Gordon Alan “Dondi” Joseph, president of the Cebu Business Club (CBC), said he sees very little progress towards this goal and that he does not understand the delays in achieving this promise.
“I consider abusive ‘endo’ an exploitative practice. I see very little progress towards eradicating this and to be honest, I don’t see much progress on this. I don’t understand the delays in eradicating ‘endo,’” he said in a text message to Cebu Daily News.
Glenn Soco, president of the Mandaue Chamber of Commerce and Industry, however, says government is making good progress, although there isn’t much of a difference between recent and previous policies.
“It still boils down to implementation and regulation,” he said.
Soco added that at the end of the day, what matters most is the individual corporate relationship between management and labor to achieve industrial peace.
While the Department of Labor and Employment (DOLE) already issued Department Order 174, a measure aimed at providing better deals for labor, there has not been any major change in policy yet.
“The policy is still there, the framework of the previous (measure), although the new issuance strengthens the rights of labor to be securely protected,”
said Philip Tan, management sector representative of the Regional Tripartite Wages and Productivity Board in Central Visayas (RTWPB-7).
Tan said he personally does not believe in endo as it is anti-labor and anti-Filipino.
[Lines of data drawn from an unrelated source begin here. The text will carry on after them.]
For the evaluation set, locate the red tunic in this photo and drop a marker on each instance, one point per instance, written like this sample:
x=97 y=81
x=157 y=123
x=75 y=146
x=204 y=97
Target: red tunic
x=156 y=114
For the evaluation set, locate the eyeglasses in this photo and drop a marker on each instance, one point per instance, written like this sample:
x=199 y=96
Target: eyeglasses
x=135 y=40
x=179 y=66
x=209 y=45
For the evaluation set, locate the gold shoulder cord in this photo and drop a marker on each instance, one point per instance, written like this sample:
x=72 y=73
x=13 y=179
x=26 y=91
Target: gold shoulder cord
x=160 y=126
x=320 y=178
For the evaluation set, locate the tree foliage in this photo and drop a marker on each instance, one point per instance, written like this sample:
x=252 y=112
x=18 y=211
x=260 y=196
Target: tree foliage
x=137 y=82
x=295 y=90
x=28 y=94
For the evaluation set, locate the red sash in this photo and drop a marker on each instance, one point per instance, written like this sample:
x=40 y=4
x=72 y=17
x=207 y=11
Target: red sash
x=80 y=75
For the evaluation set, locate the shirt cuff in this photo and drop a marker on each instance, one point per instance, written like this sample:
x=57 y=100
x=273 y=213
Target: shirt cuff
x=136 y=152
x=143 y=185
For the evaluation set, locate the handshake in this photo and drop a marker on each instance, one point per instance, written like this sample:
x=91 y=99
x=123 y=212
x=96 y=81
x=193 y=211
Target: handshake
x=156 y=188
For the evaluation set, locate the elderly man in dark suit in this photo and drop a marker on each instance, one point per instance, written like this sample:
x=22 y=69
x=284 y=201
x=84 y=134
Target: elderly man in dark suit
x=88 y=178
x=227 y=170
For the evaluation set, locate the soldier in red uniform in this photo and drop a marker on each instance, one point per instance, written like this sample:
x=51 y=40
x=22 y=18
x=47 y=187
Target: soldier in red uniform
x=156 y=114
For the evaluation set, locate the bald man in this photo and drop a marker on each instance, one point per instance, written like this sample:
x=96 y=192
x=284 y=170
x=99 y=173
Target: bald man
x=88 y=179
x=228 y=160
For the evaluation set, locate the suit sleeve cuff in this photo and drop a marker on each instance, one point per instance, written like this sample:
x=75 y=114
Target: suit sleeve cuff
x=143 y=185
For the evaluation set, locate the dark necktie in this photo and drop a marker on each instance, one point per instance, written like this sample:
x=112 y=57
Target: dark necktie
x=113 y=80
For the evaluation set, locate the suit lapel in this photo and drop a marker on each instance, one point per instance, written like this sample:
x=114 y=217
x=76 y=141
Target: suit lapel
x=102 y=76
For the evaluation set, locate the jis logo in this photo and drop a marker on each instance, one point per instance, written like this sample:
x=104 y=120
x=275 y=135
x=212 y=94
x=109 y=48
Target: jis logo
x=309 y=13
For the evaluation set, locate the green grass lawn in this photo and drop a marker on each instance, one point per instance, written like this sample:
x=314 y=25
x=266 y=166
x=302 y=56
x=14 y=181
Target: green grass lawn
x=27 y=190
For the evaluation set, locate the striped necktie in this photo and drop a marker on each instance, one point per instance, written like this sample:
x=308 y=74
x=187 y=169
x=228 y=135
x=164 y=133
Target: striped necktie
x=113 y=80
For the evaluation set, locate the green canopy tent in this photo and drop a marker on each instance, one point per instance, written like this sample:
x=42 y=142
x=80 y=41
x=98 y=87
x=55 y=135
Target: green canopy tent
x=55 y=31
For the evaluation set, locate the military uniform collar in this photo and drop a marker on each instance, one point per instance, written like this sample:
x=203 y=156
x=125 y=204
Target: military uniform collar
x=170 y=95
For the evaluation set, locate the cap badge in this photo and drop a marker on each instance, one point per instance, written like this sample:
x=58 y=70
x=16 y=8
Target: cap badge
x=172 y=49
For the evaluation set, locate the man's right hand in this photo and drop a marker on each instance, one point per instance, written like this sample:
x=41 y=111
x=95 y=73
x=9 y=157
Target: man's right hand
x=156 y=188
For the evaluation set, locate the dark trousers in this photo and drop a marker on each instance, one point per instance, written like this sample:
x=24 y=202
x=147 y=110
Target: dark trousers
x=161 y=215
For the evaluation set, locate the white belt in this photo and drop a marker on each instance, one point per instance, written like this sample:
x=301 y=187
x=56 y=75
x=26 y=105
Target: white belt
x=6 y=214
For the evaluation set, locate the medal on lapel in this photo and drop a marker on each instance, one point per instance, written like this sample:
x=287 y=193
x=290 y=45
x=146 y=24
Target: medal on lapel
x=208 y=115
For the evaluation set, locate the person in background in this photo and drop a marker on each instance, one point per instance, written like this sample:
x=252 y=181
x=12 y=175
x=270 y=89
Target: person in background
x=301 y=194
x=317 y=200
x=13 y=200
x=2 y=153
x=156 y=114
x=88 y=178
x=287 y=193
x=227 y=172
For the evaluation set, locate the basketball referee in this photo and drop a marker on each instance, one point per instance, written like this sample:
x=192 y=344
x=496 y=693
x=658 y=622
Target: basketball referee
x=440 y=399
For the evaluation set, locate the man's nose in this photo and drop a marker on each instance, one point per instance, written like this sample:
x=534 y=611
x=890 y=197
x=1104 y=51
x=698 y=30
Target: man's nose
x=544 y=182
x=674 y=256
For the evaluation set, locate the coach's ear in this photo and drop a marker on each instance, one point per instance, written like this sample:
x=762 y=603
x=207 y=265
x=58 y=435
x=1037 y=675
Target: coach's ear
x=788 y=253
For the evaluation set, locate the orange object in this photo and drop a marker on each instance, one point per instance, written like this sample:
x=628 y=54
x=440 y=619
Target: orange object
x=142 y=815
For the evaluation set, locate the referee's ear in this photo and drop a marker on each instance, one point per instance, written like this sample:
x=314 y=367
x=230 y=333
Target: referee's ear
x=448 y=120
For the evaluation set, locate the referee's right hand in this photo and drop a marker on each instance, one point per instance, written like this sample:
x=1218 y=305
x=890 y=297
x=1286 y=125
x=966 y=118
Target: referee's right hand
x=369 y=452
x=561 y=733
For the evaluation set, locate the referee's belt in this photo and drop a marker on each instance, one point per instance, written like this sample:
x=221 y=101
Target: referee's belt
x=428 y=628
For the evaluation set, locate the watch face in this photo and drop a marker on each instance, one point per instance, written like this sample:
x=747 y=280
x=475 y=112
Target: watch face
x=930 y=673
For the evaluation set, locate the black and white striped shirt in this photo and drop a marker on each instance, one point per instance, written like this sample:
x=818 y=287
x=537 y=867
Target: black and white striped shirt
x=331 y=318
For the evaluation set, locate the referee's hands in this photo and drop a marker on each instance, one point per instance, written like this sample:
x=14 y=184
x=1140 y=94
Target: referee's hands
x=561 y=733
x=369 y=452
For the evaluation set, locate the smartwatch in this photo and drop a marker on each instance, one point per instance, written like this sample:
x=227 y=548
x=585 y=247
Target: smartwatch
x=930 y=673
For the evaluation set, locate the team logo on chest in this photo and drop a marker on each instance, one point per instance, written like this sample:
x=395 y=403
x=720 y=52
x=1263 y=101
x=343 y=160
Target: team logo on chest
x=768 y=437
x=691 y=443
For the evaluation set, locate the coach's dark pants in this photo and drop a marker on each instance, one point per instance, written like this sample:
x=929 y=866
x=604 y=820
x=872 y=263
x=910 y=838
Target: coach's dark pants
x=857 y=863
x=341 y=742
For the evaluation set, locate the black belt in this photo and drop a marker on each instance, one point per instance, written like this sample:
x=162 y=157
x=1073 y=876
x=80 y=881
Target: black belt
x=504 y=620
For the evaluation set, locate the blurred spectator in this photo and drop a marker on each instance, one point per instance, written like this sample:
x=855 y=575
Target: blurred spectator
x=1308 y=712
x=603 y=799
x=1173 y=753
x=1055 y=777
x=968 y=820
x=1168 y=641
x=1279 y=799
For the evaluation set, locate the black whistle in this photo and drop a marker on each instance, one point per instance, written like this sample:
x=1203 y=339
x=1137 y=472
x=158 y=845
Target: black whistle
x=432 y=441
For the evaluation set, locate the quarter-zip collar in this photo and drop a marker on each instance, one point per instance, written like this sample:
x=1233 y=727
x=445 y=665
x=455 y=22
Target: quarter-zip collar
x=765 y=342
The business leader said there are already ongoing discussions between labor and management, and that all stakeholders can do is to wait for the outcome.
Cebu Chamber of Commerce and Industry (CCCI) president Melanie Ng, for her part, said the Cebu business community has been constantly engaged by the DOLE through the RTWPB-7 on this issue.
“We believe that the constant communication and monitoring by government of compliance thereto and repeated discussions will continue to ensure improved working arrangements that will contribute to our goals for economic development,” she said.
Last Monday, Labor Day, thousands of workers in Cebu City marched from one point to another to protest the continuing practice of contractualization, specifically the end-of-contract scheme or “endo.”
Labor unions and militant groups both reiterated the call to put an end to the abusive practices of endo, a practice wherein companies routinely end the contracts of employees after five months to avoid regularization of their employment status.